Otelo Saraiva de Carvalho é o então major que em Abril de 1974, sozinho, escreveu e desenhou o plano de operações militares do golpe de estado que há 47 anos derrubou a ditadura (Salazar e Caetano) instalada há 48 anos, introduziu imediatamente a democracia pluripartidária e acabou com a guerra colonial em angola, Moçambique e Guiné-Bissau.


Otelo era um dos líderes de um movimento de capitães das forças armadas portuguesas que contestava a guerra colonial em curso há 13 anos, com tanto sacrifício e tanta morte de um lado e do outro. Esse movimento envolveu cerca de 200 oficiais de patente intermédia (quase todos capitães, tenentes ou majores) que designaram um pequeno grupo de camaradas militares para planear uma mudança do estado das coisas.


Foi designado um estratego político, Ernesto Melo Antunes. E um estratego militar, Otelo Saraiva de Carvalho. Enquanto Melo Antunes preparou a carta de princípios do movimento militar, com compromisso de imediata convocação de eleições e entrega do poder aos civis, também, claro, fim da censura, das prisões políticas, em suma, a instalação da liberdade, a Otelo coube o complexo planeamento da operação militar destinada a pôr fim ao regime de ditadura.


Otelo desenhou o plano, rodeou-se de uma pequena equipa de comando de operações, sete capitães, que por sua vez envolveram outros oficiais intermédios em quartéis estratégicos pelo país. Escolheram o dia D: 25 de Abril de 1974. Às 3 da madrugada, com não mais de 10 militares ocuparam a rádio então mais ouvida em Portugal, o Rádio Clube Português, que se transformou como “Emissora da Liberdade” e porta-voz do movimento militar.
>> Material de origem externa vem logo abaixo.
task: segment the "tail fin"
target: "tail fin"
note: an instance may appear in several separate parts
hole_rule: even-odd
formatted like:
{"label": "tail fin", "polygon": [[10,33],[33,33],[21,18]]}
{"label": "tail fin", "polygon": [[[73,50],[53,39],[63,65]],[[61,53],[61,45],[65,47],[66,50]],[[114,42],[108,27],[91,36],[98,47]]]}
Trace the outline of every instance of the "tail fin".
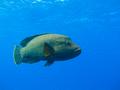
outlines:
{"label": "tail fin", "polygon": [[21,58],[21,55],[20,55],[20,49],[21,49],[20,46],[15,46],[15,48],[14,48],[14,62],[15,62],[15,64],[22,63],[22,58]]}

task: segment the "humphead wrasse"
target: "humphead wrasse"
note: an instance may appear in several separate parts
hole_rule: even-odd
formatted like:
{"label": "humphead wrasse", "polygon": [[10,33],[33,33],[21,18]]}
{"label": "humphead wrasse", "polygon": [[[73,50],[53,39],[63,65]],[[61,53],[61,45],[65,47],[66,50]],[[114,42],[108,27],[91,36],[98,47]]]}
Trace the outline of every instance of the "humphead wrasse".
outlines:
{"label": "humphead wrasse", "polygon": [[14,62],[37,63],[46,61],[45,66],[55,61],[65,61],[78,56],[81,48],[68,36],[61,34],[40,34],[27,37],[14,48]]}

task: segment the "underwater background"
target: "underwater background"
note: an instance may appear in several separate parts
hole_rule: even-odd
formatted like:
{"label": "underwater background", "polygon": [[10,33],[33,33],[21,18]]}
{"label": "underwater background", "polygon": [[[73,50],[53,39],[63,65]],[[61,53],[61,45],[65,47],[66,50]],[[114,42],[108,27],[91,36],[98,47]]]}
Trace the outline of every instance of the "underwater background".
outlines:
{"label": "underwater background", "polygon": [[[80,45],[71,60],[14,64],[14,46],[41,33]],[[0,0],[0,90],[120,90],[119,0]]]}

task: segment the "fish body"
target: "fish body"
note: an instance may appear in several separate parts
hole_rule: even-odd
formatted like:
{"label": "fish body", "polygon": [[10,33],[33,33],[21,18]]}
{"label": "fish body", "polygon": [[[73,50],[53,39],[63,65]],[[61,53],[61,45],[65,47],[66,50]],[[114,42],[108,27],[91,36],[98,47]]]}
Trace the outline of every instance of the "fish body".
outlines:
{"label": "fish body", "polygon": [[69,60],[80,53],[80,47],[66,35],[34,35],[25,38],[14,48],[14,62],[33,64],[47,61],[45,66],[49,66],[55,61]]}

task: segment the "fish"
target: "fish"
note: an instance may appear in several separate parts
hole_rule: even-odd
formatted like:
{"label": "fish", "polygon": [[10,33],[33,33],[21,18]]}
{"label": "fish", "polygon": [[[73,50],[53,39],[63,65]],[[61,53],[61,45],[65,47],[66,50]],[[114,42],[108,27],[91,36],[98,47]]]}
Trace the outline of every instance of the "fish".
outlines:
{"label": "fish", "polygon": [[81,53],[79,45],[70,37],[62,34],[38,34],[23,39],[14,48],[14,62],[34,64],[46,61],[44,66],[52,65],[55,61],[70,60]]}

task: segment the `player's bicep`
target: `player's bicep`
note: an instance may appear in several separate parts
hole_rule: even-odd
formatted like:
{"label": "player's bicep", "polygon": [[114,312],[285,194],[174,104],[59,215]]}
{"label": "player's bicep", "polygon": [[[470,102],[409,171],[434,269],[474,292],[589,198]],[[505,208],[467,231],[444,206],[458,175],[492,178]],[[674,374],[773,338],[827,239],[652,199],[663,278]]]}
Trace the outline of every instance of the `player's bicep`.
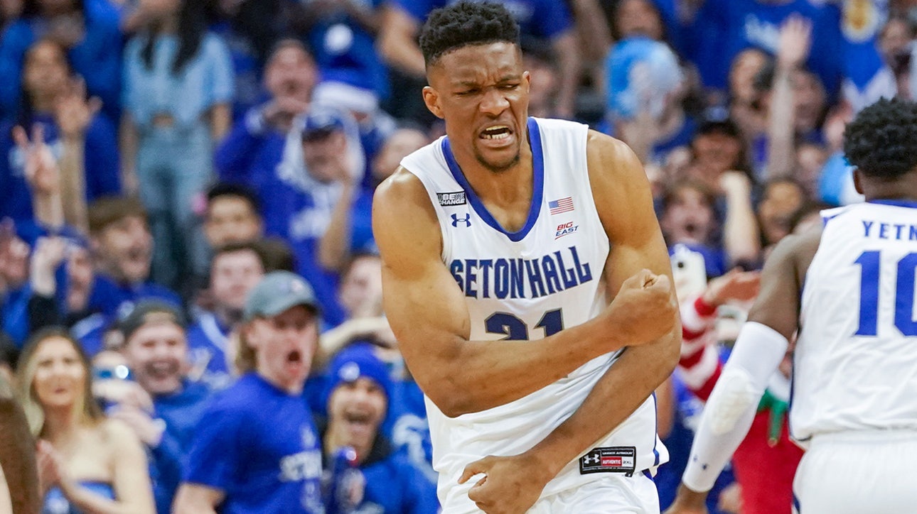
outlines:
{"label": "player's bicep", "polygon": [[172,512],[176,514],[200,514],[215,512],[223,502],[226,492],[200,484],[182,484],[175,494]]}
{"label": "player's bicep", "polygon": [[[441,260],[442,235],[419,180],[403,170],[377,190],[372,224],[385,314],[408,365],[447,357],[470,334],[468,308]],[[435,366],[414,366],[423,383]]]}
{"label": "player's bicep", "polygon": [[748,312],[749,322],[768,325],[787,339],[792,337],[799,327],[802,292],[798,263],[814,255],[819,235],[788,235],[777,245],[761,270],[761,290]]}

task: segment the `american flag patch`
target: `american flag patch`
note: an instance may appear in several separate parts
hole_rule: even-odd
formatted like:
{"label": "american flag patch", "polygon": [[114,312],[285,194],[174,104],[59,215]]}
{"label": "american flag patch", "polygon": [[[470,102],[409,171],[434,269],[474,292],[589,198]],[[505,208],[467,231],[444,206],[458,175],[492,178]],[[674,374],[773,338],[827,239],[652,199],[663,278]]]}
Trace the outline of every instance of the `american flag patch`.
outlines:
{"label": "american flag patch", "polygon": [[552,200],[547,202],[547,206],[551,209],[551,215],[569,213],[573,210],[573,199],[568,196],[560,200]]}

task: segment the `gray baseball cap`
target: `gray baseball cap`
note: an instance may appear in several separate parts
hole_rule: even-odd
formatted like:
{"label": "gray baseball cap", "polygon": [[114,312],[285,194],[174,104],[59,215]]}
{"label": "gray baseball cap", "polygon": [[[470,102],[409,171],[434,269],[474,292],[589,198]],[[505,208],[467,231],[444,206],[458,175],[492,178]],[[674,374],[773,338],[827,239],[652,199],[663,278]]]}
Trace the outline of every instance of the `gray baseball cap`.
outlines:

Ao mesmo tempo pequenos pelotões militares cercaram e ocuparam lugares estratégicos em Lisboa: dos ministérios ao aeroporto, passando pelo Banco de Portugal. Ao todo, envolvidos neste plano de Otelo, cerca de 700 soldados. A operação militar iniciada às 3 da madrugada levou ao controlo dos postos chave cerca do meio-dia. Faltava a rendição do chefe do governo, Marcelo Caetano, o que veio a acontecer às 6 da tarde.


Nas horas seguintes foram libertados todos os presos políticos, várias centenas e foi promovido o regresso dos exilados, entre eles Mário Soares que viria ser primeiro-ministro e presidente da república, com grande aclamação popular. Toda a operação militar aconteceu sem derramamento de sangue, aliás este golpe militar ficou conhecido como a revolução dos cravos, pla imagem de muitos soldados com cravos vermelhos na ponta das espingardas.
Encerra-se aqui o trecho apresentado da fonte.